Само по себе разрушение мифологической картины мира ведет не к методическому исследованию, а, скорее, к легким решениям в духе наивного реализма («все таково, каким оно кажется»[638]), за которыми может следовать и всеобщий нигилизм.[639] В Греции архаической и классической эпох настроения такого рода не могли оказаться господствующими: как мы пытались показать выше (гл. I), обстановка территориальной экспансии, технического и экономического подъема, формирование полисного строя в условиях борьбы за власть новых социальных групп, оттеснявших родовую аристократию, в сфере общественного настроения проявлялась в виде ограниченного оптимизма, веры в возможность улучшения жизни, в возможность достижения поставленных перед собой конкретных, ограниченных целей.
Вопрос заключается в том, почему в Греции некоторые люди стали прилагать усилия[640] к отысканию первых научных истин, которые чаще всего не могли быть никак использованы практически. И. Д. Рожанский справедливо отмечает, что уже первые попытки рационального объяснения действительности потребовали (в отличие от мифологических объяснений, добавим мы) «напряженнейшей умственной работы».[641]
Мы сможем ответить на этот вопрос, опираясь на признаваемый историками науки и специалистами по психологии научного творчества факт известного постоянства в психологической мотивации деятелей науки на всем протяжении ее существования. Для ученого является характерным сочетание непосредственного интереса к предмету его занятий и стремления к признанию.
М. Г. Ярошевский приводит, наряду с результатами исследований Макклеланда, Роу, Чемберса, очень характерное свидетельство Рамон-и-Кахаля:
«Не особые интеллектуальные способности отличают исследователя от других людей <...>, а его мотивация, которая объединяет две страсти: любовь к истине и жажду славы; именно они придают обычному рассудку то высокое напряжение, которое ведет к открытию».[642]
Μ. Г. Ярошевский отмечает также, что «уже на заре науки притязание на авторство становится одним из самых могучих двигателей поведения исследователей природы», ссылаясь при этом на известное свидетельство о том, как дорожил своим приоритетом уже Фалес.[643]
§ 2. Формирование в Греции общественного мнения, поощряющего творческие достижения
Здесь мы и подходим вплотную к предлагаемому нами решению загадки «греческого чуда». Я полагаю, что ориентация греков архаической эпохи на успех и первенство в делах не только жизненной важности, но и не обусловленных прямой необходимостью (агональное устремление), в условиях социальных перемен, связанных с оттеснением аристократии на задний план и с частичным понижением престижа атлетики (см. гл. II, § 2), распространилась на духовную деятельность.[644] Именно в этих условиях переслали подавляться и, наоборот, стали стимулироваться средой творческие задатки индивидуумов даже в тех случаях, когда первые плоды их умственной деятельности оказывались практически бесполезными.

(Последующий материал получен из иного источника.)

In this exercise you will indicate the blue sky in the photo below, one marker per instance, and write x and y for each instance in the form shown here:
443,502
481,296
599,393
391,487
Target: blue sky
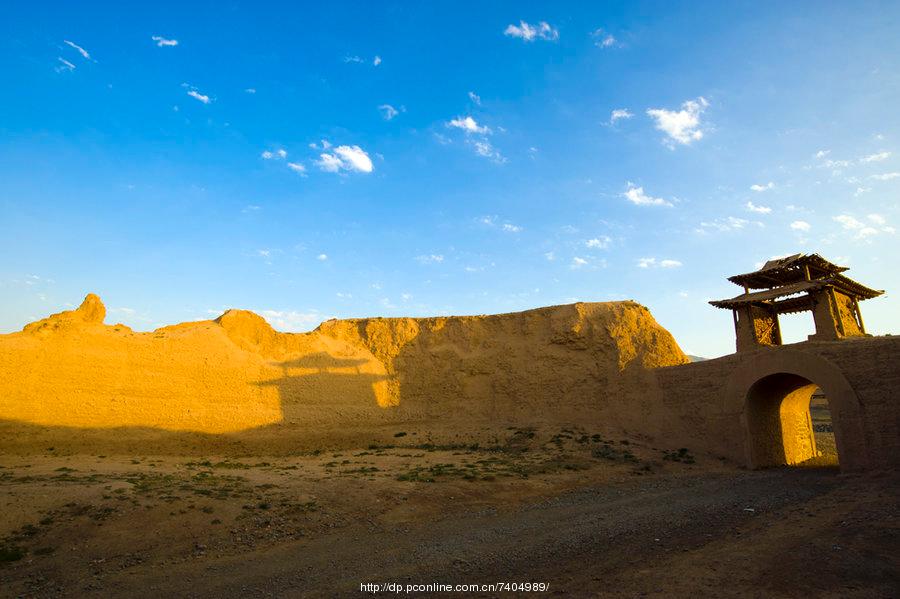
387,159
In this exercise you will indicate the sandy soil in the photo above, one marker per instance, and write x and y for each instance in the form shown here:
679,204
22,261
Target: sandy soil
588,515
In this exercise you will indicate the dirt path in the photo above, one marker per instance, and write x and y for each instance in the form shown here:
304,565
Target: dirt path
777,533
588,515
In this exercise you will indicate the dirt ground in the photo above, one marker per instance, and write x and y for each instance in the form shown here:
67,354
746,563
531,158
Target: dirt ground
587,515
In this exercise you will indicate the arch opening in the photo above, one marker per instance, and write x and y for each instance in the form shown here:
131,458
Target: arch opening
789,423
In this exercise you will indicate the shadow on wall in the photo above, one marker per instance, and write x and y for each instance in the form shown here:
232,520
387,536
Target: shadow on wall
316,387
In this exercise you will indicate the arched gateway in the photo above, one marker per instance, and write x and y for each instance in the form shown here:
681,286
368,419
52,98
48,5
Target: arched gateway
752,407
771,391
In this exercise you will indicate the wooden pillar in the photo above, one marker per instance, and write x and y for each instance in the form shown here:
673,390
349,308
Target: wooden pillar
862,326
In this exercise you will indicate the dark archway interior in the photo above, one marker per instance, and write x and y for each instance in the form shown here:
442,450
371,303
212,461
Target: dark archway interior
783,412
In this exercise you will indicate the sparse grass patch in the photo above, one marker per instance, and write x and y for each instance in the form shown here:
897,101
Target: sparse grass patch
680,455
11,553
607,452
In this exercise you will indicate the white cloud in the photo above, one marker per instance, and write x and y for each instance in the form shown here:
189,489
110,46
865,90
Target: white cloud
350,158
602,39
654,263
758,209
484,148
329,163
292,321
198,96
80,50
491,221
636,196
848,222
163,42
876,157
65,65
278,154
469,125
388,112
862,230
430,259
681,126
729,223
529,33
619,114
598,243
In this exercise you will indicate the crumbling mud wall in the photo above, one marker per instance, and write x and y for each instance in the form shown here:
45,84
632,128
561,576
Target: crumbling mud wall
236,384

Важным дополнительным стимулирующим фактором оказывался сам полис как форма греческой государственности: именно в полисе с его ограниченной территорией и ограниченным числом граждан, которые все в большинстве своем могли знать друг друга (PI. Leg. 737 d — 738 е; Arist. Pol. 1326 b 14-9), общественное признание могло быть особенно ощутимым при первых же успехах творческой деятельности молодого человека.
Роль институционализированного агона в развитии греческой литературы и музыки хорошо известна. Я сейчас выдвигаю предположение о том, что агон не институционализированный сыграл сходную роль в возникновении науки и в формировании греческой философии.

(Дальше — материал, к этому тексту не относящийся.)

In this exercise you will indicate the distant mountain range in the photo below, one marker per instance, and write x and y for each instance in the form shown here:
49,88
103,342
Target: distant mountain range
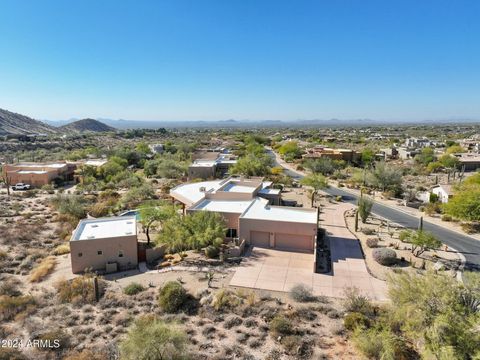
13,123
16,124
85,125
232,123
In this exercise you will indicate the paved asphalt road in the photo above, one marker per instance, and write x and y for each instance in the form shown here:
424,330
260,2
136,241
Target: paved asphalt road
465,244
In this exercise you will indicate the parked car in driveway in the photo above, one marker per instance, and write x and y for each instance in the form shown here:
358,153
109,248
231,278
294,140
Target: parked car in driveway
21,186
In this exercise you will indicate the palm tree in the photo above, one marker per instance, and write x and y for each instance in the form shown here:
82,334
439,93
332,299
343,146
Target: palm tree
317,182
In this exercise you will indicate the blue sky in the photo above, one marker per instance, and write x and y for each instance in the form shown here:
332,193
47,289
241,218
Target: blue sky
242,59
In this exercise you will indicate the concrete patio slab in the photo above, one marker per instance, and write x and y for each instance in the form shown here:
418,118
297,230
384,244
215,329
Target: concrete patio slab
277,270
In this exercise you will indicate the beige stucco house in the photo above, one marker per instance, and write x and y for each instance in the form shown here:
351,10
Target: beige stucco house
38,174
104,244
252,212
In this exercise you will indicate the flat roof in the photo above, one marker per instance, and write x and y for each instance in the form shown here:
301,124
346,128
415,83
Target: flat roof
225,206
233,187
102,228
260,210
191,192
270,191
55,165
31,172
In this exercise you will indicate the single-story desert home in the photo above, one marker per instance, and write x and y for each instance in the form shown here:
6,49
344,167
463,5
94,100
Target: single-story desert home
104,244
252,212
39,174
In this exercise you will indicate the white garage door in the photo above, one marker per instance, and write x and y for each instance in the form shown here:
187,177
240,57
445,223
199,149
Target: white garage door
293,242
260,238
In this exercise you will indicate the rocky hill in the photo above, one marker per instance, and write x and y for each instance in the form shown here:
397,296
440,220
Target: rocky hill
17,124
86,125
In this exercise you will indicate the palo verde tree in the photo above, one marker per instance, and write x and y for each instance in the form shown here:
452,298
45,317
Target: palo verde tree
364,208
193,231
154,213
315,181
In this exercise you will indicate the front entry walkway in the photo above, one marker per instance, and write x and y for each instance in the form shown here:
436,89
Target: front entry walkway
276,270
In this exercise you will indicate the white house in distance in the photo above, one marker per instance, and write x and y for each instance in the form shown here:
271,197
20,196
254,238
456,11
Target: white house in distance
104,244
444,192
246,205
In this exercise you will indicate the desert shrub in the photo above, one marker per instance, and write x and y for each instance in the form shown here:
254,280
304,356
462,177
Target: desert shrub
354,320
86,354
225,299
54,337
9,286
368,231
372,242
470,228
151,338
211,251
380,344
9,353
133,288
281,326
232,322
42,270
172,296
13,305
447,217
79,290
61,249
301,293
355,302
384,256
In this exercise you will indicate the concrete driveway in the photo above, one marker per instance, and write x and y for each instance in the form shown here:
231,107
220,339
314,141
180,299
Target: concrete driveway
276,270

Начнем с того, что античная биографическая традиция, приписывая ряду деятелей греческой культуры ту или иную форму причастности к атлетике, в сущности, отражает бытовавшее уже в древности представление о какой-то преемственности деятельности в сфере культуры по отношению к атлетической агонистике.
638
Проявления такого взгляда на природу встречаются и в Греции: Эпикур, например, утверждал, что для нас Солнце по величине такое, каким оно представляется (Ad Pyth. 91).
640
Бесспорный факт, что поиски не только научной истины, но и любых положений, могущих претендовать на победу в конкуренции с противостоящими им, требуют напряженного труда, был осознан греками очень рано. О трудных поисках истины говорит уже Пиндар (fr. 205 Snell; ср.: Snell. Dichtung und Gesellschaft. S. 133-136).
641
Рожанский И. Д. Развитие естествознания в эпоху античности: Ранняя греческая наука о «природе». М., 1979. С. 40.
642
Ярошевский М. Г. О внешней и внутренней мотивации научного творчества // Проблемы научного творчества. С. 205 и сл.; Rogers С. R. Towards а theoryof creativity // Α source book for creative thinking. P. 63-72; Μoles Α. Methodologie de lacreation scien-tifique. Paris, 1963. P. 9 sv.
644
Роль соревновательного начала как стимулятора творчества отмечали уже древние (Vell. Pat. 1, 17).